Biomechanical parameters quantified by MR elastography for predicting response to neoadjuvant chemotherapy and disease-free survival in breast cancer: a prospective longitudinal study.

Background: Little is known regarding biomechanical properties derived from multifrequency MR elastography temporal changes during neoadjuvant chemotherapy (NAC) and associated with pathologic complete response (pCR) and disease-free survival (DFS) in breast cancer. We aimed to investigate temporal changes in NAC-associated biomechanical parameters and assess biomechanical parameters as a predictor of pCR and DFS in breast cancer.

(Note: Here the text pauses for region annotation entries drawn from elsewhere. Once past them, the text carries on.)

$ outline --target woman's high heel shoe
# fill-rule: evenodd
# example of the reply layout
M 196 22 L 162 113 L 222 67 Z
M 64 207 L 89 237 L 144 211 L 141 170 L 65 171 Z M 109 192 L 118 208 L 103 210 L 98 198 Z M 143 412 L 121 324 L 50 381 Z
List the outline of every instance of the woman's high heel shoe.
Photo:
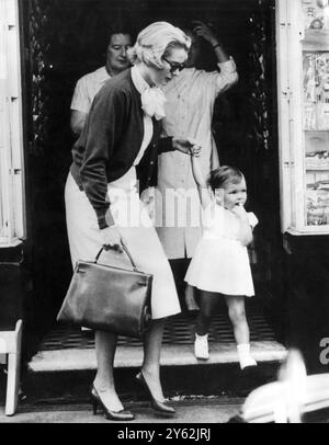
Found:
M 112 410 L 109 410 L 109 408 L 105 407 L 102 399 L 100 398 L 100 395 L 99 395 L 99 392 L 98 392 L 98 390 L 95 389 L 94 386 L 91 387 L 90 395 L 91 395 L 91 404 L 92 404 L 92 413 L 93 413 L 93 415 L 97 415 L 98 407 L 100 406 L 102 408 L 102 410 L 104 411 L 105 418 L 107 420 L 129 421 L 129 420 L 135 419 L 135 415 L 131 411 L 126 411 L 126 410 L 112 411 Z
M 139 381 L 139 384 L 143 386 L 143 388 L 146 390 L 150 402 L 151 407 L 155 411 L 160 412 L 161 414 L 167 414 L 167 415 L 173 415 L 175 414 L 175 410 L 172 407 L 169 407 L 166 401 L 161 402 L 160 400 L 157 400 L 154 398 L 154 395 L 151 393 L 151 390 L 149 389 L 149 386 L 147 385 L 144 375 L 141 370 L 137 374 L 136 379 Z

Methods: In this prospective longitudinal study, participants with breast cancer who received NAC were enrolled from February 2021 to May 2023. All participants underwent multifrequency MR-elastography at four timepoints: before NAC (T1) and after 2 (T2), 4 (T3), and 6 (T4) cycles. Tomoelastography postprocessing provided biomechanical maps of shear-wave-speed (c) and loss-angle (φ) as proxies of stiffness and viscosity. The biomechanical parameters were validated by means of correlation with histopathologic measurements. Generalized estimating equations were used to compare temporal changes in biomechanical parameters at four time points. Logistic regression was used for pCR analysis and Cox proportional hazards regression was used for survival analysis. Predictive performance was assessed with area under the receiver operating characteristic curve (AUC) analysis.

Results: A total of 235 women (50.6 ± 7.9 years) with 964 scans were enrolled. Biomechanical parameters were supported by positive correlations with pathologic examination-based stroma fraction (c: r =.76, P <.001; φ: r =.49, P =.008) and cellularity (c: r =.58, P =.001; φ: r =.40, P =.035). Progesterone receptor, human epidermal growth factor receptor-2 (HER2), T2-c, and T2-φ were independently associated with pCR (all P <.05). Estrogen receptor, HER2, clinical stage, and change in φ at the early stage of NAC were associated with PFS (all P <.05). The predictive model, which incorporated biomechanical parameters and clinicopathologic characteristics significantly outperformed the clinicopathologic model in predicting pCR (AUC: 0.95, 95% confidence interval [CI]: 0.92, 0.98 vs. 0.79, 95%CI: 0.73, 0.84; P <.001). The predictive model also showed good discrimination ability for DFS (C-index = 0.82, 95%CI: 0.72, 0.90) and stratified prognosis into low-risk and high-risk groups (log-rank, P <.001).

Conclusions: During NAC, patients with higher tumor stiffness and viscosity are less likely to achieve DFS and pCR. The biomechanical parameters exhibit excellent biological interpretability and serve as valuable biomarkers for predicting pCR and DFS in patients with breast cancer.